The TypeScript/JavaScript type mismatch at the root of this vulnerability reflects a broader architectural tension: TypeScript provides compile-time safety, but JavaScript’s runtime flexibility allows attackers to circumvent those protections with crafted inputs.
For organizations relying on n8n and similar workflow automation platforms, this disclosure reinforces several security principles:
Defense in depth: Sandboxing alone cannot guarantee security.

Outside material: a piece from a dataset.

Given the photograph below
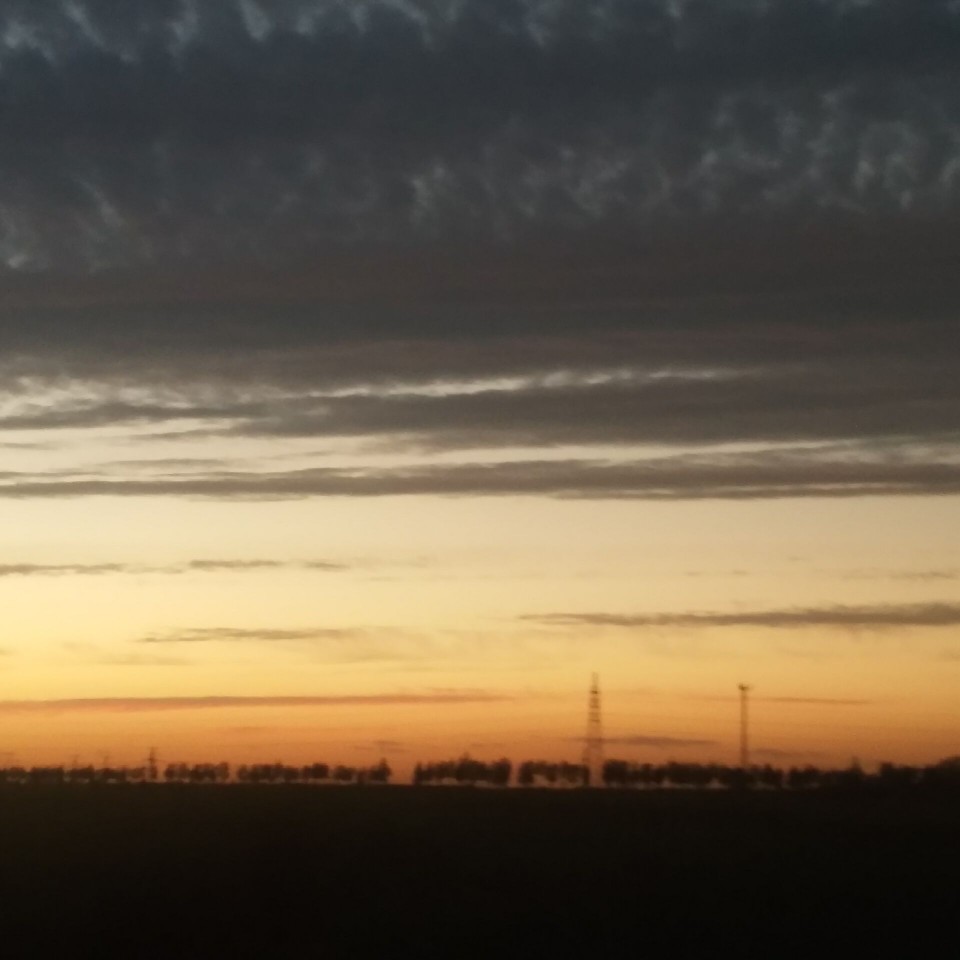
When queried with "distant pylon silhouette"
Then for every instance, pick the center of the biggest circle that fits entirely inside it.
(744, 729)
(593, 741)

Network isolation, permission restrictions, and monitoring provide additional protection layers.
Patch verification: When critical vulnerabilities are patched, security teams should monitor for bypass disclosures, as attackers actively seek alternative exploitation paths.
Automation platform risk: Tools that execute dynamic code—even with sandboxing—present inherent risks. Organizations should treat automation platforms as high-value targets requiring rigorous security controls.
The public availability of proof-of-concept code means exploitation attempts may increase. Organizations should prioritize patching and implement compensating controls where immediate updates are not feasible.